En 2 Reyes 10:16, Jehú se jacta de su celo por Jehová, un contraste directo con su fracaso real de andar plenamente en la ley de Jehová.
2 Reyes 23:15 describe a Josías destruyendo el altar de Jeroboam en Bet-el, contrastando con el fracaso de Jehú de eliminar esos pecados.
2 Reyes 17:22 resume que Israel anduvo en todos los pecados de Jeroboam, los mismos que Jehú no abandonó.
2 Reyes 15:9 usa la frase idéntica 'no se apartó de los pecados de Jeroboam' para describir al rey Zacarías, la misma falla.
En 2 Reyes 3:3, Joram también se aferró a los pecados de Jeroboam, mostrando que este patrón de desobediencia persistió entre los reyes.
2 Reyes 17:2 dice que Oseas hizo lo malo, pero no como los reyes anteriores, un grado diferente de maldad comparado con el pecado persistente de Jehú.
Daniel 9:10 confiesa el fracaso de Israel al andar en las leyes de Jehová, reflejando la desobediencia personal de Jehú.
Ezequiel 36:27 promete el Espíritu de Jehová para capacitar la obediencia cuidadosa, justo lo que le faltó a Jehú.
Salmos 78:10 describe a Israel negándose a andar en la ley de Jehová, el mismo pecado que cometió Jehú.
Nehemías 10:29 registra un juramento de andar en la ley de Jehová, lo opuesto a la desobediencia descuidada de Jehú.

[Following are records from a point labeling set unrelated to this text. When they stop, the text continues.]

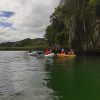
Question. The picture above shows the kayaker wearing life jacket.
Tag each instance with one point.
(47, 51)
(71, 52)
(62, 51)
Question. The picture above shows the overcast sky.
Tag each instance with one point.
(20, 19)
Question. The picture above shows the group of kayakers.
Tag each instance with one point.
(71, 52)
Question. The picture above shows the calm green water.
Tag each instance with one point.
(24, 77)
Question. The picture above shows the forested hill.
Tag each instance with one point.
(75, 24)
(38, 43)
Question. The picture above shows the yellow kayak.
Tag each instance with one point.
(64, 55)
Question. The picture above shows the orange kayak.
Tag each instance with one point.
(64, 55)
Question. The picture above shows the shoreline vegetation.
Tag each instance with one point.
(75, 24)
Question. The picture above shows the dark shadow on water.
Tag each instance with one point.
(74, 79)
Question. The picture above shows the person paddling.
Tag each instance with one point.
(71, 52)
(62, 51)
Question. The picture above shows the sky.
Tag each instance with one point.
(20, 19)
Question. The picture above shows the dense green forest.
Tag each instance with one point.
(26, 44)
(75, 24)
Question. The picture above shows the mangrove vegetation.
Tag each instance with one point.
(75, 24)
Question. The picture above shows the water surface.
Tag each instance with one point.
(23, 77)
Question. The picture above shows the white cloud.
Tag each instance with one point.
(30, 20)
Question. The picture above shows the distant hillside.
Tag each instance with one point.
(38, 43)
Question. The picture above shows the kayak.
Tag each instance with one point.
(50, 55)
(33, 53)
(64, 55)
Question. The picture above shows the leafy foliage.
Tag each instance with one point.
(73, 25)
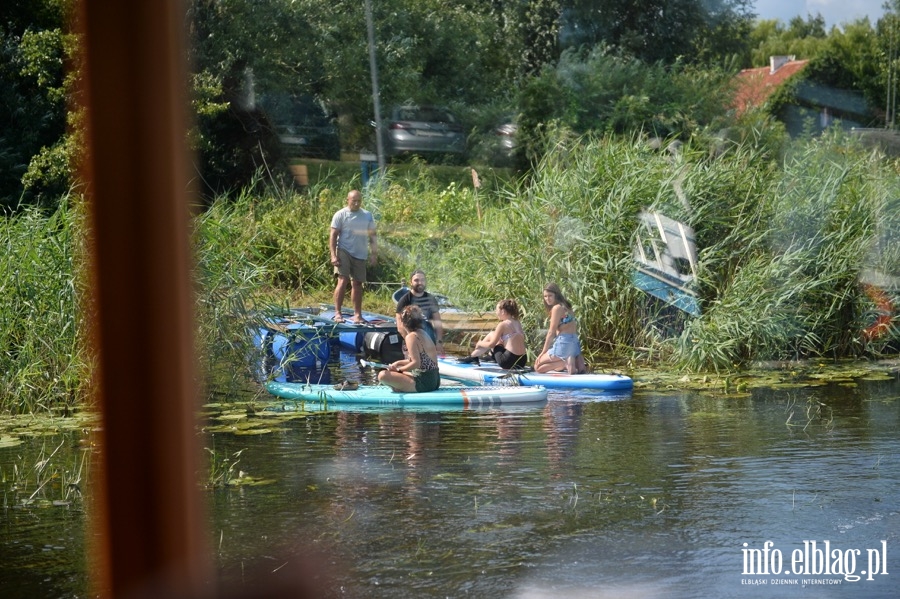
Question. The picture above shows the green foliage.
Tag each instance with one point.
(604, 92)
(44, 363)
(35, 151)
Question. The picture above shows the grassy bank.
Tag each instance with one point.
(784, 244)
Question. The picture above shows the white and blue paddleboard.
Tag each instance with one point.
(489, 373)
(385, 396)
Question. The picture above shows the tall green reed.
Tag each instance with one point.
(44, 362)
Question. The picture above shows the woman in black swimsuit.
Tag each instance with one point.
(506, 342)
(419, 372)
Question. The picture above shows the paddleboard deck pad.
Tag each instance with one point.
(489, 373)
(383, 395)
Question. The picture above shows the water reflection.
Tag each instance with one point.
(650, 495)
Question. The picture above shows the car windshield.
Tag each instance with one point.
(301, 111)
(424, 114)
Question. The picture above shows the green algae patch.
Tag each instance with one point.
(8, 441)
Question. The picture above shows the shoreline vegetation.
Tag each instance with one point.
(786, 236)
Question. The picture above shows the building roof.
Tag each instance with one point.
(755, 86)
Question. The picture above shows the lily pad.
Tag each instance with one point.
(250, 481)
(6, 441)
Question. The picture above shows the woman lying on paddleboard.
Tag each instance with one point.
(506, 342)
(419, 372)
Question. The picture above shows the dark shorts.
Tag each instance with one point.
(427, 380)
(350, 267)
(506, 359)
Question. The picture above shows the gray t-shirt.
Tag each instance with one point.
(353, 231)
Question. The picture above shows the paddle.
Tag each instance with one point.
(375, 365)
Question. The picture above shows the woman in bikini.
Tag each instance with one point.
(419, 372)
(562, 349)
(506, 342)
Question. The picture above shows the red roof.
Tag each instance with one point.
(756, 85)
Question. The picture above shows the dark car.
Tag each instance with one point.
(303, 126)
(424, 130)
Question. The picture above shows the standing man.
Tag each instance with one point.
(351, 242)
(426, 302)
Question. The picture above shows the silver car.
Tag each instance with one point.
(424, 130)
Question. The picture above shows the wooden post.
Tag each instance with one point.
(149, 508)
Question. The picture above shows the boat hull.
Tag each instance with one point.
(493, 374)
(384, 396)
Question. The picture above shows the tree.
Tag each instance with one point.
(660, 30)
(35, 152)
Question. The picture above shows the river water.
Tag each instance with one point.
(773, 493)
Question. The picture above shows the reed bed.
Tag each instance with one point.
(44, 364)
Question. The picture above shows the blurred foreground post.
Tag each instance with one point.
(149, 516)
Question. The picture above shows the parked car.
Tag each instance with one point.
(426, 130)
(303, 126)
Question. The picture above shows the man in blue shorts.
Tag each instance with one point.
(352, 242)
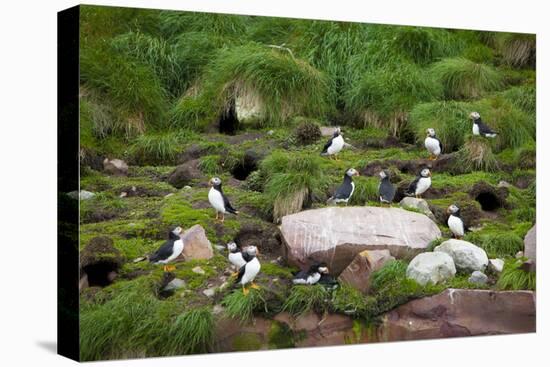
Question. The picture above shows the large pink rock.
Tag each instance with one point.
(197, 245)
(336, 234)
(461, 312)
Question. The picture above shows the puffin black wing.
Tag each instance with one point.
(163, 253)
(343, 191)
(412, 187)
(242, 270)
(327, 145)
(228, 205)
(386, 191)
(484, 129)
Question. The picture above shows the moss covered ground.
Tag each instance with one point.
(144, 107)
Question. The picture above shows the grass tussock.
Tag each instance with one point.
(238, 306)
(305, 298)
(515, 278)
(465, 79)
(476, 155)
(383, 97)
(292, 182)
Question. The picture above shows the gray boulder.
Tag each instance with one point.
(466, 255)
(478, 277)
(431, 267)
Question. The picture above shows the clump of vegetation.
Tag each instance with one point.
(292, 182)
(513, 277)
(476, 154)
(449, 119)
(519, 49)
(192, 331)
(307, 132)
(497, 244)
(464, 79)
(242, 307)
(383, 97)
(303, 299)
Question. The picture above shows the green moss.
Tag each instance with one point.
(280, 336)
(247, 341)
(515, 278)
(304, 299)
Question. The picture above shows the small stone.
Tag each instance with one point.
(198, 270)
(504, 184)
(209, 292)
(217, 309)
(174, 284)
(478, 277)
(496, 265)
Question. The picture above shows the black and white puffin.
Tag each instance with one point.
(248, 272)
(455, 223)
(312, 275)
(344, 192)
(235, 256)
(386, 190)
(433, 144)
(479, 128)
(218, 200)
(170, 250)
(334, 145)
(421, 183)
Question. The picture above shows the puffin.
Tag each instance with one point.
(344, 192)
(169, 250)
(433, 144)
(334, 145)
(218, 200)
(386, 190)
(455, 223)
(312, 275)
(421, 183)
(248, 272)
(235, 255)
(479, 128)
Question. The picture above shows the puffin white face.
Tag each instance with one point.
(215, 181)
(322, 269)
(452, 209)
(352, 172)
(231, 246)
(252, 250)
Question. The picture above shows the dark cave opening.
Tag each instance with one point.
(228, 123)
(488, 201)
(101, 274)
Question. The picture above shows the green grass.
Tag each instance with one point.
(305, 298)
(383, 96)
(514, 278)
(465, 79)
(192, 331)
(240, 307)
(293, 181)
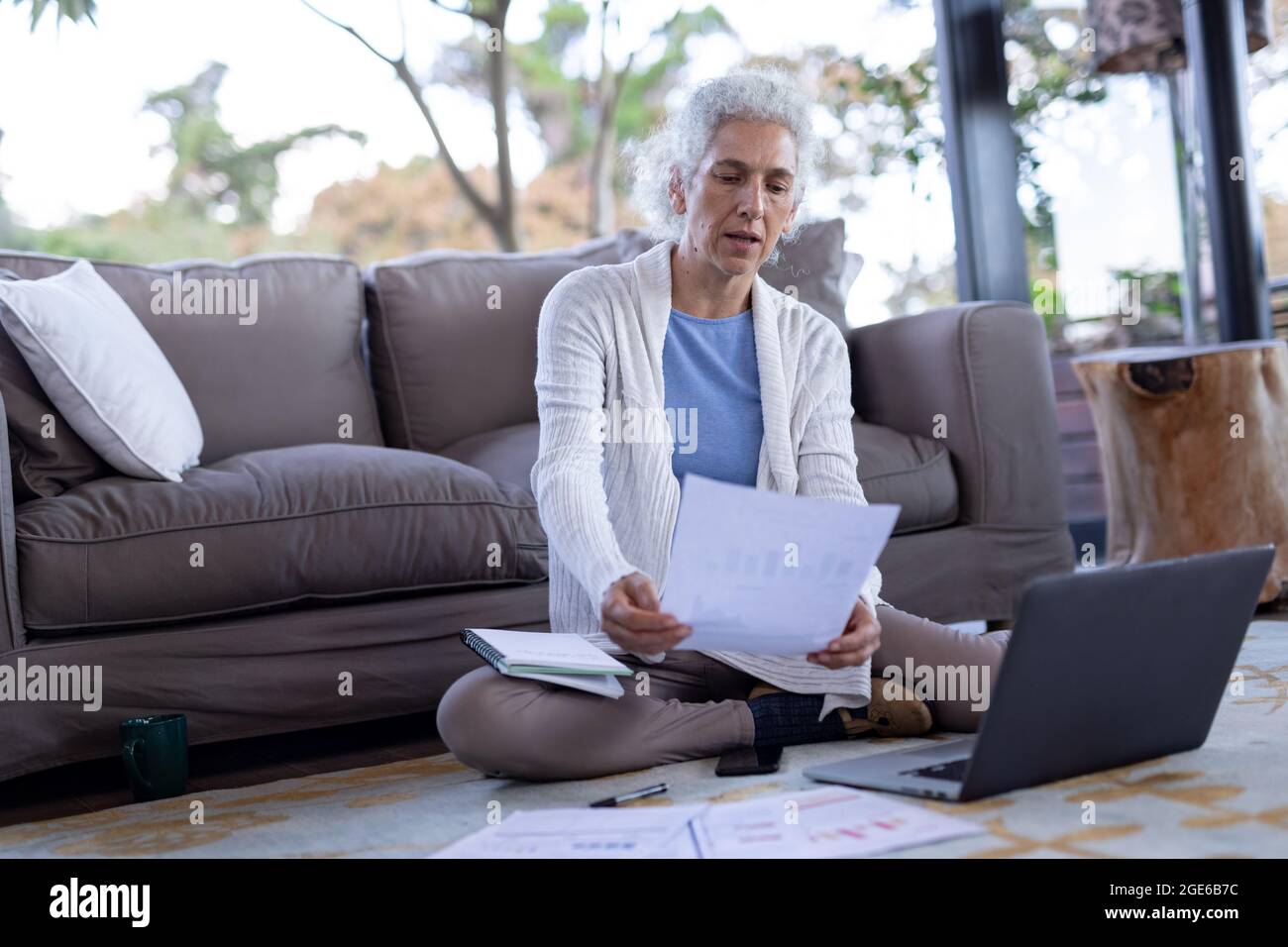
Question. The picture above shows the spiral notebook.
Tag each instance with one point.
(566, 660)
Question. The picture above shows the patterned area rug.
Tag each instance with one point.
(1227, 799)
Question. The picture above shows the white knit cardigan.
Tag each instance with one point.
(609, 508)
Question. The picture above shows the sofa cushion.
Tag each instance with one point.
(909, 470)
(268, 528)
(454, 338)
(98, 364)
(46, 455)
(506, 454)
(913, 472)
(281, 375)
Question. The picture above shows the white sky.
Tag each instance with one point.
(76, 141)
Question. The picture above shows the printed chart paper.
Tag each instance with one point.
(768, 574)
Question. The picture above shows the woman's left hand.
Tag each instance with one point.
(859, 641)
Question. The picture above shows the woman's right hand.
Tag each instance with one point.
(630, 615)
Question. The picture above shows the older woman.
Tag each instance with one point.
(690, 329)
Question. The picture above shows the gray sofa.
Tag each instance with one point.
(364, 491)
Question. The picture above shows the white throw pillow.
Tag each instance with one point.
(103, 371)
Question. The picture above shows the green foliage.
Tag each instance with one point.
(211, 171)
(72, 11)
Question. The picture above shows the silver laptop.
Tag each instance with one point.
(1106, 668)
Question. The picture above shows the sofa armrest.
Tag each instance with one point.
(986, 368)
(11, 611)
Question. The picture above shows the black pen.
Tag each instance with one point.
(629, 796)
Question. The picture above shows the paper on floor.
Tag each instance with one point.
(634, 831)
(809, 823)
(835, 822)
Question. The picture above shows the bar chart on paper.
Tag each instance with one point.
(822, 823)
(765, 573)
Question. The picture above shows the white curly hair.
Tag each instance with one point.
(750, 94)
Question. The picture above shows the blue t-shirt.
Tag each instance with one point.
(712, 397)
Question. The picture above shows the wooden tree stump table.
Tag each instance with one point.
(1193, 450)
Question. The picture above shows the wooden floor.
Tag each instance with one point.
(101, 784)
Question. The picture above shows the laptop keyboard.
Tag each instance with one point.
(953, 770)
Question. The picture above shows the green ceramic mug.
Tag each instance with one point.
(155, 750)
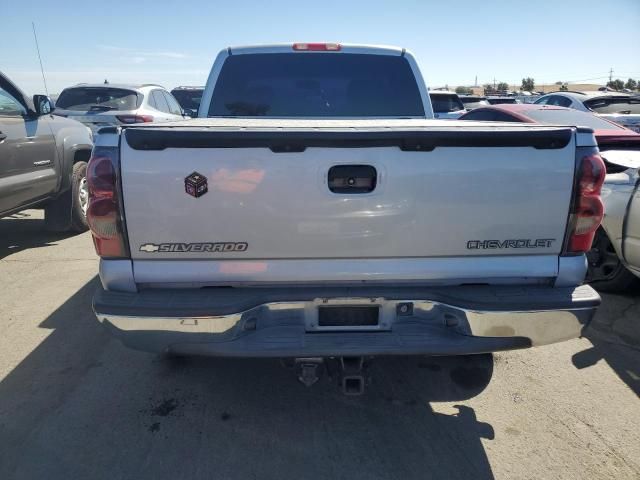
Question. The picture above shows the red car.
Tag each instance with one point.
(620, 149)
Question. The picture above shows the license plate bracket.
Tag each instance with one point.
(346, 316)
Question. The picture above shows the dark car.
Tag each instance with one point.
(189, 99)
(473, 101)
(43, 160)
(614, 259)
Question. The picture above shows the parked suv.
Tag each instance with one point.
(106, 104)
(43, 160)
(189, 99)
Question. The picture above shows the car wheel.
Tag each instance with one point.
(80, 197)
(606, 272)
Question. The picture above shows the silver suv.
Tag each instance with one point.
(100, 105)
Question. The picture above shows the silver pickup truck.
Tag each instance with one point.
(316, 210)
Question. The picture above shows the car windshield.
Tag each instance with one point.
(501, 100)
(615, 105)
(445, 103)
(316, 85)
(189, 99)
(473, 102)
(98, 98)
(571, 117)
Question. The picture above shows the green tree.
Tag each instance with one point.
(528, 84)
(616, 84)
(464, 91)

En 1 Reyes 2:4, la promesa a David requiere obediencia de todo corazón — la falta de andar de todo corazón de Jehú contrasta con esta condición, limitando su dinastía.
Deuteronomio 10:12 exige andar en los caminos de Jehová con todo el corazón, algo que Jehú no hizo.
Deuteronomio 5:33 ordena andar en todos los caminos de Dios — precisamente lo que Jehú descuidó hacer.
1 Reyes 16:7 condena a Baasa por andar en los caminos de Jeroboam, el mismo patrón de pecado en el que Jehú persiste aquí.
En 1 Reyes 12:30, el becerro de oro de Jeroboam en Dan se convierte en pecado, el mismo del que Jehú no se apartó.
En 1 Reyes 15:29, la casa de Jeroboam es destruida como se profetizó, mostrando el resultado del pecado en el que Jehú persiste.
En 1 Reyes 14:16, Israel es entregado por los pecados de Jeroboam, los mismos que Jehú continúa aquí.
En Deuteronomio 4:29, buscar a Jehová con todo el corazón contrasta con el fracaso de Jehú de andar en la ley con todo su corazón.
En 1 Reyes 13:34, el pecado de Jeroboam lleva a la destrucción de su casa, una consecuencia que Jehú también podría enfrentar al continuarlo.
Deuteronomio 10:13 añade guardar los mandamientos como parte del camino que Jehú abandonó.